Robert Manning did not seem to hear him. He had knelt on the floor and hid his face in the hand that hung down still and cold. The druggist, a pale, little person, drew the doctor aside.
"What is it, now? Apoplexy?" his face full of pity.
"No. Brought on by nervous excitement,—heart, you know. Threatened a long time, his son says. His wife, the woman who"——
The policeman had been eying my dress under the cloak for some time.
"Hi! You'd best move on," he whispered. "This a'n't no place for the likes of you."
I stood still a moment looking at the brawny black figure lying on the counter. The old days of Tinder and the paddock,—I don't know why I thought of them. It did not move: it never would move again. Dead. I had murdered him. I! I got my fingers in my oily hair, and pulled at it. "Hetty, Hetty Manning," I said, "good bye! Good bye, Daniel!" I remember hearing myself laugh as I left the shop-door; then I went down the street.

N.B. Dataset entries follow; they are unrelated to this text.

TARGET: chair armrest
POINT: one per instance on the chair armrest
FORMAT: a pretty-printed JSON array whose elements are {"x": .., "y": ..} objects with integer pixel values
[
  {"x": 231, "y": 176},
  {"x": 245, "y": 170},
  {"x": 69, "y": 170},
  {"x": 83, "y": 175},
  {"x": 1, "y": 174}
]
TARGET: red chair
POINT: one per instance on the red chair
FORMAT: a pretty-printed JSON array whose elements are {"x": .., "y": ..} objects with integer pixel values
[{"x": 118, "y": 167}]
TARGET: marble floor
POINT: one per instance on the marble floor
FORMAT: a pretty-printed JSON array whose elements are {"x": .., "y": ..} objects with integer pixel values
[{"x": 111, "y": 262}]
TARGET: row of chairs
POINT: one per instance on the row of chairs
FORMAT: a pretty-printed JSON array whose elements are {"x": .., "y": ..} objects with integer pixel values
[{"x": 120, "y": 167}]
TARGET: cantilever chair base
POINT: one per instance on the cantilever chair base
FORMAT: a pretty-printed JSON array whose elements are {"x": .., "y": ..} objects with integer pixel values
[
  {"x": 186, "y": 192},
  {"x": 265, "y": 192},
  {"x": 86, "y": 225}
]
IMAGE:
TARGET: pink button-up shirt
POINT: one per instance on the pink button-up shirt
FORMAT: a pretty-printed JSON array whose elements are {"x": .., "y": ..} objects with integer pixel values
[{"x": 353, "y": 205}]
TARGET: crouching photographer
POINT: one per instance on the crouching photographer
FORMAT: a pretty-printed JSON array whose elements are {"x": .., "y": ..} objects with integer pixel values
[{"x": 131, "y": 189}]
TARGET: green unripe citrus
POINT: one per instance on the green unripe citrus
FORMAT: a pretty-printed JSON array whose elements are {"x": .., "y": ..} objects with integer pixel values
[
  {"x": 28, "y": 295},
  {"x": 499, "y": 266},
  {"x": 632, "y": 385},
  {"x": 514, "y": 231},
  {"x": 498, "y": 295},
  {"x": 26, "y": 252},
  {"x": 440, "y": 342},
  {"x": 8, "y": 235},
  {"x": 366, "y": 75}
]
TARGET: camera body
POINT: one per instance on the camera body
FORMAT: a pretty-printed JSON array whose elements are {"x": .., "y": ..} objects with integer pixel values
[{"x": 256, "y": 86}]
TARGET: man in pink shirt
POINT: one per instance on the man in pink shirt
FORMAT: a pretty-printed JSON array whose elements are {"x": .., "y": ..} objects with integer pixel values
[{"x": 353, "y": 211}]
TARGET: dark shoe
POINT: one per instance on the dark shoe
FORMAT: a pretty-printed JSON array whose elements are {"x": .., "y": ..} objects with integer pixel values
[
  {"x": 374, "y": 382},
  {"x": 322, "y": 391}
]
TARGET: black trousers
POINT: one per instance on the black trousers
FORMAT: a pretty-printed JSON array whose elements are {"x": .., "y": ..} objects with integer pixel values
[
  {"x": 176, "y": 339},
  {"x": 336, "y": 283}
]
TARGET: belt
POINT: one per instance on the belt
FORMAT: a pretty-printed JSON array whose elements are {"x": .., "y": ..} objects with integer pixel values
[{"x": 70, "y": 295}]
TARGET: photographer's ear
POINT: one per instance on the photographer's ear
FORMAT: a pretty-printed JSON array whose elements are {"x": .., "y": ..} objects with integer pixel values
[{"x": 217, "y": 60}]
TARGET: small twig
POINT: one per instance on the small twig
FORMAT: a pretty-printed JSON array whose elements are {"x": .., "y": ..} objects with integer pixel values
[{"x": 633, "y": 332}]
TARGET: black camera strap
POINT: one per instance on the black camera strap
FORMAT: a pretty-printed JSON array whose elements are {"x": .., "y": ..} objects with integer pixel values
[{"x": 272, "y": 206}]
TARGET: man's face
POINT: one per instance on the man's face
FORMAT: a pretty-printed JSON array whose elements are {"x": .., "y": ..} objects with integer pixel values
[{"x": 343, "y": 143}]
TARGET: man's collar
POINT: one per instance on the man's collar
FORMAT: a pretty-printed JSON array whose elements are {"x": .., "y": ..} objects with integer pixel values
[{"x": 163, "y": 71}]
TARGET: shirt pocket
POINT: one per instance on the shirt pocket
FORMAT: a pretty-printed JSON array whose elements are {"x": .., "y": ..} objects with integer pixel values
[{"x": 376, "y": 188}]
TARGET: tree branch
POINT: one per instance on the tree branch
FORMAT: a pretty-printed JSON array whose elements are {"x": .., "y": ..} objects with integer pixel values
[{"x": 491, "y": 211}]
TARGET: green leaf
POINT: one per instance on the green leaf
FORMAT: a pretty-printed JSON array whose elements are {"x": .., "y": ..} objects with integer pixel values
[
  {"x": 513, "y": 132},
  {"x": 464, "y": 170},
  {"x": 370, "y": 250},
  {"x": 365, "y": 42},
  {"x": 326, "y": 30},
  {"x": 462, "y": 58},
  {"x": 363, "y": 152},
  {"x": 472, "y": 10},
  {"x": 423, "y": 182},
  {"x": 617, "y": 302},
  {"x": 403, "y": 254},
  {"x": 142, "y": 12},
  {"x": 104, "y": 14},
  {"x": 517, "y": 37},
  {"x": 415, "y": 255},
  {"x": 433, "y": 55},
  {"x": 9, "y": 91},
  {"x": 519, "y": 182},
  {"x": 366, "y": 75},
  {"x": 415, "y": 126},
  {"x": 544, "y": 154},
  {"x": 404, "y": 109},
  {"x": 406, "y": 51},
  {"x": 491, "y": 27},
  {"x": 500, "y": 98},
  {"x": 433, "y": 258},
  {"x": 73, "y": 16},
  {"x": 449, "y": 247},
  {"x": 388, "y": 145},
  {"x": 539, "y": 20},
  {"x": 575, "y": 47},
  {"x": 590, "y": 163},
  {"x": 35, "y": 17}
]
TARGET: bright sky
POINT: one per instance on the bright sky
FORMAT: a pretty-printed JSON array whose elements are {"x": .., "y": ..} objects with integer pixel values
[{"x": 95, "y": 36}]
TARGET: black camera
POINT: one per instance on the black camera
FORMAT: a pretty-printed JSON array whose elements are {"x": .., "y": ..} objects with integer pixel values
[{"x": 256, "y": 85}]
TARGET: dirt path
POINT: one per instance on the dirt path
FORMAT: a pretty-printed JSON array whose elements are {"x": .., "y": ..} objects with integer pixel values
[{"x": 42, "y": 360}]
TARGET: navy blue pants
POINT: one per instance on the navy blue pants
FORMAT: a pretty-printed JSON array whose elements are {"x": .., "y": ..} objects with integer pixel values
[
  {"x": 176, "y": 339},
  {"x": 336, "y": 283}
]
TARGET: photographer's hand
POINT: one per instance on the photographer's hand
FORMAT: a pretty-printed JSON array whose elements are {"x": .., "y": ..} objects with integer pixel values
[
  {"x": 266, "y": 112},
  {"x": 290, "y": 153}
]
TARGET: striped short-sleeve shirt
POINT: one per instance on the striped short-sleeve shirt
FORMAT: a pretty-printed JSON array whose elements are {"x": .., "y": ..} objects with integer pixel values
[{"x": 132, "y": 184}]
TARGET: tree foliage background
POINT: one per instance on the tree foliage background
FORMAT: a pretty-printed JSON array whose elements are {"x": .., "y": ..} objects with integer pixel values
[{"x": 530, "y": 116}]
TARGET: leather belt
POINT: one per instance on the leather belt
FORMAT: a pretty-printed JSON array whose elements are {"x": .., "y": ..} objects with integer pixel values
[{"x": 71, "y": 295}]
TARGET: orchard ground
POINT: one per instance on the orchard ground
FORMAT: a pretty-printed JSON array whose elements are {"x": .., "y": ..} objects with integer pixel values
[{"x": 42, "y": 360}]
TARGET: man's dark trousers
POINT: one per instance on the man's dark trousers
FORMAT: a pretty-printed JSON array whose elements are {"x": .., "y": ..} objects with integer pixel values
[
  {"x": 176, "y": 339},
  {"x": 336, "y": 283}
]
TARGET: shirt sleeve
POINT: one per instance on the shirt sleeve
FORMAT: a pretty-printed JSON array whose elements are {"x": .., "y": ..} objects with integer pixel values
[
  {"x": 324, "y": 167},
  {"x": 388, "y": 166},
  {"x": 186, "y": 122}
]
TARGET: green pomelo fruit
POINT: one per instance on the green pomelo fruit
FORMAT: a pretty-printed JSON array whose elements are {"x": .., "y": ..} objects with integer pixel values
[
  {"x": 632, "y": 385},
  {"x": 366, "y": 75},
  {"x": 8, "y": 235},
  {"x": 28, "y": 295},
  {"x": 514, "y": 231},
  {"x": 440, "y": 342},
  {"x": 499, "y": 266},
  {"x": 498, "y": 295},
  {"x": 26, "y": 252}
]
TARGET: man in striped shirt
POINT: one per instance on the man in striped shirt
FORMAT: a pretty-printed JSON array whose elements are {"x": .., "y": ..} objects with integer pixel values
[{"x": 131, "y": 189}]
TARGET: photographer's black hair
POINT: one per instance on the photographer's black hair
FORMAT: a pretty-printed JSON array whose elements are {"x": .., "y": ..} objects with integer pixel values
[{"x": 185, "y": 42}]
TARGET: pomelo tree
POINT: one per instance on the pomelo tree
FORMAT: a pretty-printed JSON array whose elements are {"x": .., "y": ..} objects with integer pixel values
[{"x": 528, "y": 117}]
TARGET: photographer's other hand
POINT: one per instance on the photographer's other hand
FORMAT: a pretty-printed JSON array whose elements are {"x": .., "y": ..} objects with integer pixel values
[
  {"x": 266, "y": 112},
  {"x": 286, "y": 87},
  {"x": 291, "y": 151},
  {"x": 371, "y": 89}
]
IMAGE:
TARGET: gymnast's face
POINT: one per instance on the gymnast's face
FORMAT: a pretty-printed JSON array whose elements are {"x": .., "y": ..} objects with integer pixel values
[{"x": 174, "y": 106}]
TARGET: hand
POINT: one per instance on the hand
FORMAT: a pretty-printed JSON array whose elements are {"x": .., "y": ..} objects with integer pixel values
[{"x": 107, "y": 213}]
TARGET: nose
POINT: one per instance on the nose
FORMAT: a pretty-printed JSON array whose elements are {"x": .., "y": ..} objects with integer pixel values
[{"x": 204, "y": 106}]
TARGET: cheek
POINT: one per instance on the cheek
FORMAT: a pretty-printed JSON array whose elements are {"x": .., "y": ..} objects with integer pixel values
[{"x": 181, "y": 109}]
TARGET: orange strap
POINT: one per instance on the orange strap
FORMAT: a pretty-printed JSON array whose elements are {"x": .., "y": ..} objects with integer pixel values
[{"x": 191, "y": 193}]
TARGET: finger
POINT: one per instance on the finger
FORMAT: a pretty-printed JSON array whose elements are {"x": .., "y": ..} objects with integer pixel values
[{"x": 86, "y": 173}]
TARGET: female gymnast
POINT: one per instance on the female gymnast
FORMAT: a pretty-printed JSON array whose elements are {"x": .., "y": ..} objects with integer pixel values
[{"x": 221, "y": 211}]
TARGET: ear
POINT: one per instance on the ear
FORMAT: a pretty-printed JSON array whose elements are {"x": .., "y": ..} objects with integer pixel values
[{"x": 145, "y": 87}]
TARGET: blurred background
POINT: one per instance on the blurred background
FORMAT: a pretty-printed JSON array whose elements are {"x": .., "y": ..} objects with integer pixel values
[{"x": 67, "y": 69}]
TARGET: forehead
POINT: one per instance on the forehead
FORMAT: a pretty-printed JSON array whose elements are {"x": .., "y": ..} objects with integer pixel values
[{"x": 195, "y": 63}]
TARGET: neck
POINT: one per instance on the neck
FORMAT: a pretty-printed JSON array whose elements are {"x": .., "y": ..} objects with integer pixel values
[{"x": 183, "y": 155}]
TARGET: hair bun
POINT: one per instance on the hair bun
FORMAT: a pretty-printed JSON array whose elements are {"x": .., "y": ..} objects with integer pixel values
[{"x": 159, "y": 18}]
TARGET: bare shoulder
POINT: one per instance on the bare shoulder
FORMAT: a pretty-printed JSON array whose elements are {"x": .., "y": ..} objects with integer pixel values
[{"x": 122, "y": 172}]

When I was far down the Bowery, an old thought came feebly up in my brain. It was how the water had choked, choked, all that night long in the wheel of the boat. When I thought of that, I waited to think. Then I turned and went to the bay, beyond Castle Garden.
The rain, drip, dripping on a cottage-roof: on branches, too, near at hand, that rustled and struck now and then against the little window-shutters, in a fashion just dreary enough to make one nestle closer into the warm bed, and peep out into the shadowy chamber, with the cozy little fire burning hotly in the grate. Patter, patter: gurgling down the spouts: slacking for a minute, threatening to stop and let you sleep in a usual, soundless, vulgar way, as on other nights: then at it again, drip, drip, more monotonous, cheerfuller in its dreariness than ever. Thunder, too: growling off in the hills, where the night and rain found no snug little bed-room to make brighter by their besieging: greenish-white jets of lightning in the cracks of the shutters, making the night-lamp on the toilet-table and the fire suddenly go out and kindle up fiercely again.
This for a long time: hours or not, why should one try to know? A little bed, with crimson curtains, cool white pillows: a soft bed, where the aching limbs rested afresh with every turn. After a while, a comfortable, dumpling little figure in a loose wrapper, popping out of some great chair's depths by the fire and stirring some posset on the hearth: smelling at a medicine-bottle: coming to the bed-side, putting a fat hand on one's forehead: a start, a nervous kiss, a shaky little laugh or two, as she fumbles about, saying, "Hush-h!" and a sudden disappearing behind the curtains. A grave, pale face looking steadily down, as if afraid to believe, until the dear eyes fill with tears, and the head, with its old wig, is dropped, and I and God only know what his soul is saying.